Забайкальцы. Книга 3
Шрифт:
И снова ужас охватил Ефима: не отвязаться — утром увидят и добьют.
Но страх этот и страстное желание жить придали ему силы, энергии.
Повернулся головой к ногам мертвеца, упираясь в землю, дернул что было силы, еще, еще. Веревка на своих руках чуть подалась вниз, ближе к локтям. А ну еще раз, еще. Снова повернулся к голове убитого, понатужился и дотянулся до узла на левой руке мертвеца. Долго, обламывая ногти, теребил, распутывал узлы и наконец-то вздохнул облегченно-радостно: отвязался, слава те господи, свободен, теперь надо уходить скорее, но куда?
Сидя рядом
У них разъезды повсюду рыскают, увидят со связанными руками, враз догадаются, убьют. Да и тут вокруг заставы, секреты. Нет, лучше всего домой.
Поднимаясь с земли, попрощался с убитыми и, волоча за собой веревку, пошел. Крадучись, задворками добрался до своей усадьбы. Теперь, чтобы пройти дворами в ограду, надо перелезать через прясла, но со связанными руками трудно пришлось, ухватился за верхнюю жердь зубами — полез, удалось. Со второго прясла сорвался, упал, больно зашиб колено. Кое-как добрался до ограды, но тут его еще издали учуяла собака, залаяла, кидаясь навстречу.
— Соболько, Соболько, — прохрипел Ефим, переваливаясь через последний, низенький забор. Узнал кобель хозяина, подбежал, ласкаясь, завилял хвостом.
Ефим тихонько обошел ограду, осмотрел предамбарье: ни коней чужих, ни седел не видно. Подошел к окну, возле которого спит его Аграфена, головой постучал в раму.
— Груня!
В оконном стекле показалось и скрылось белое лицо, послышался мягкий стук по полу босых ног.
Ефим быстрым шагом — на крыльцо, сказал сдавленным шепотом:
— Я, Груня, открывай.
Дверь в сени раскрылась, и Аграфена, чуть не сшибив Ефима с ног, кинулась ему на грудь:
— Ты, живой! — А в голосе слезы и радость. — Да как же это?
— Тише, Груня, тише. — Ефим боком протиснулся в сени. — Закрой дверь-то, сбежал я, из-под расстрелу сбежал.
— Господи…
— Тише, чужих нету в доме?
— Нету…
— Тащи сюда лампу да ножик захвати.
Крепко связали палачи, веревка так и впилась в тело, руки выше локтей распухли, посинели в кистях.

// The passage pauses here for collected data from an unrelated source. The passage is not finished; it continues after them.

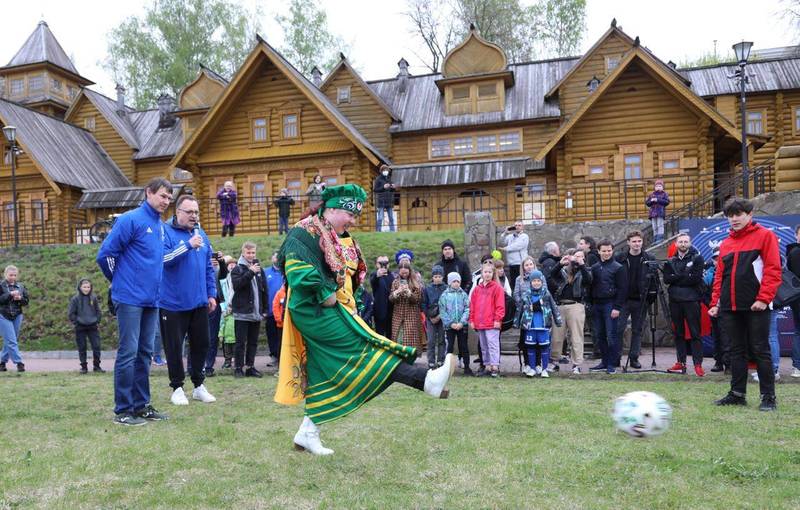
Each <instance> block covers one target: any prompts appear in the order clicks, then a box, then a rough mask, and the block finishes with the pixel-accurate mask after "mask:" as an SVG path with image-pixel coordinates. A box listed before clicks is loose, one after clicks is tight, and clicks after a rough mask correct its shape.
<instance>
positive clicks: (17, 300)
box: [0, 280, 28, 321]
mask: <svg viewBox="0 0 800 510" xmlns="http://www.w3.org/2000/svg"><path fill="white" fill-rule="evenodd" d="M13 290H18V291H20V292H21V293H22V299H20V300H15V299H14V298H12V297H11V291H13ZM27 305H28V289H26V288H25V286H24V285H22V284H21V283H19V282H17V283H15V284H14V285H9V284H8V280H2V281H0V314H2V316H3V317H5V318H6V319H8V320H10V321H13V320H14V319H16V318H17V316H18V315H22V307H23V306H27Z"/></svg>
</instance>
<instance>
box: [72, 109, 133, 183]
mask: <svg viewBox="0 0 800 510" xmlns="http://www.w3.org/2000/svg"><path fill="white" fill-rule="evenodd" d="M79 101H80V103H79V104H78V105H77V106H76V107H75V109H74V110H73V111H72V113H71V115H70V118H69V119H68V121H69V122H70V123H72V124H75V125H76V126H78V127H81V128H82V127H84V120H85V119H86V118H87V117H90V116H94V118H95V129H94V132H93V133H92V134H93V135H94V137H95V139H96V140H97V143H99V144H100V146H101V147H103V150H105V151H106V152H107V153H108V155H109V156H110V157H111V159H112V160H114V163H116V164H117V166H118V167H119V169H120V170H122V173H124V174H125V176H126V177H127V178H128V180H129V181H131V182H138V179H137V175H136V168H135V166H134V163H133V159H132V158H133V149H131V147H130V146H129V145H128V144H127V143H126V142H125V140H124V139H123V138H122V137H121V136H120V135H119V133H117V131H116V130H115V129H114V128H113V127H112V126H111V124H110V123H109V122H108V121H107V120H106V119H105V117H103V115H102V114H101V113H100V111H99V110H98V109H97V108H96V107H95V106H94V105H93V104H92V102H91V101H89V100H88V99H86V97H81V98H80V99H79Z"/></svg>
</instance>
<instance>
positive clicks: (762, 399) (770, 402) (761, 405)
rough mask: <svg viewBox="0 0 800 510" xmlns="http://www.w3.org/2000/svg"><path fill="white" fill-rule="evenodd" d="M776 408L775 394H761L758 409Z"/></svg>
mask: <svg viewBox="0 0 800 510" xmlns="http://www.w3.org/2000/svg"><path fill="white" fill-rule="evenodd" d="M777 409H778V403H777V402H776V401H775V395H761V404H760V405H759V406H758V410H759V411H775V410H777Z"/></svg>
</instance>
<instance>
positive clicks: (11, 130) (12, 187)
mask: <svg viewBox="0 0 800 510" xmlns="http://www.w3.org/2000/svg"><path fill="white" fill-rule="evenodd" d="M3 134H4V135H5V136H6V139H7V140H8V143H10V144H11V149H10V150H11V209H12V210H13V211H14V247H15V248H16V247H17V246H19V222H18V218H17V128H15V127H14V126H4V127H3Z"/></svg>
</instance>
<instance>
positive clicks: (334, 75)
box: [319, 54, 400, 121]
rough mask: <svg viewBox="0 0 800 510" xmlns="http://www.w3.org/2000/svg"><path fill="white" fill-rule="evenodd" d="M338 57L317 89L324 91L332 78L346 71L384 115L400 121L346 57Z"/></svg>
mask: <svg viewBox="0 0 800 510" xmlns="http://www.w3.org/2000/svg"><path fill="white" fill-rule="evenodd" d="M339 56H340V58H339V63H338V64H336V67H334V68H333V70H332V71H331V72H330V73H328V76H327V78H325V81H323V82H322V84H321V85H320V86H319V89H320V90H325V89H326V88H327V87H328V85H330V83H331V82H332V81H333V77H334V76H336V75H337V74H338V73H339V72H340V71H341V70H342V69H346V70H347V71H349V72H350V74H351V75H352V76H353V78H354V79H355V80H356V83H358V85H359V86H360V87H361V88H362V89H364V92H366V93H367V95H368V96H370V97H371V98H372V99H374V100H375V102H376V103H378V106H380V107H381V108H383V109H384V110H385V111H386V113H387V114H389V117H391V118H392V120H393V121H399V120H400V119H399V118H398V117H397V116H396V115H395V114H394V112H393V111H392V109H391V108H389V105H387V104H386V103H385V102H384V101H383V99H381V97H380V96H379V95H378V94H376V93H375V91H374V90H372V88H370V86H369V85H367V84H366V82H365V81H364V80H363V79H362V78H361V76H360V75H359V74H358V72H357V71H356V70H355V69H353V66H351V65H350V62H348V61H347V57H345V56H344V55H342V54H339Z"/></svg>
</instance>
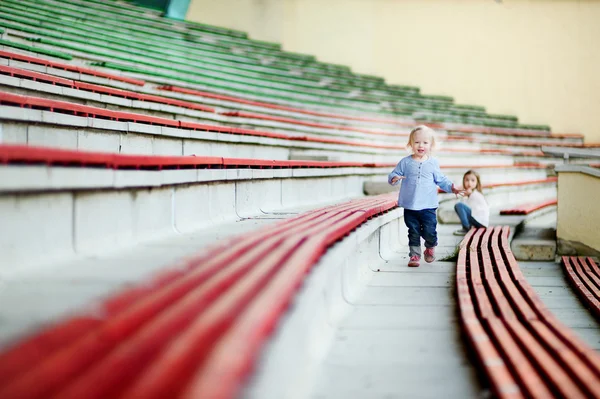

Груня разрезала веревку посередине, Ефим зубами принялся развязывать узлы.
— Ох, ужасы-то какие, царица небесная! — причитала Аграфена, дрожащей рукой держа лампу. — Исстрадалась я, измучилась, ни сон, ни еда на ум нейдет, всему попустилась, коров пойду доить — ноги не несут, вечером не помню, как и молоко пролила во дворе.
Вот и сегодня глаз ишо не сомкнула, ждешь каждую ночь, пройдет она или нет без казни. Стрельбу-то услыхала — обезумела, как есть обезумела. Дедушку будить кинулась, под сараем спит он — умаялся. Звать его хотела на кладбище пойти, да уж в ограде опомнилась: куда пойдешь, когда злодеи-то там, ишо и нас убьют. Воротилась в избу и места не нахожу, то к одному окну, то к другому. А до утра, по звездам соображаю, далеко ишо. И только присунулась на кровать, слышу, собака залаяла, а потом постучал ты в окно-то — глянула я, сердце так и захолонуло, и верю и не верю, что это ты пришел.
— Отец-то как?
— То же самое, аж почернел лицом, умом-то вроде тронулся, заговариваться стал: то молитвы читать начнет, то воевать с кем-то
Ефим и сам думал об этом же. Освободившись от веревок, разгладил онемевшие руки.
— В избе ночевать боязно, во двор пойду: в солому зароюсь, а к утру что-нибудь придумаем.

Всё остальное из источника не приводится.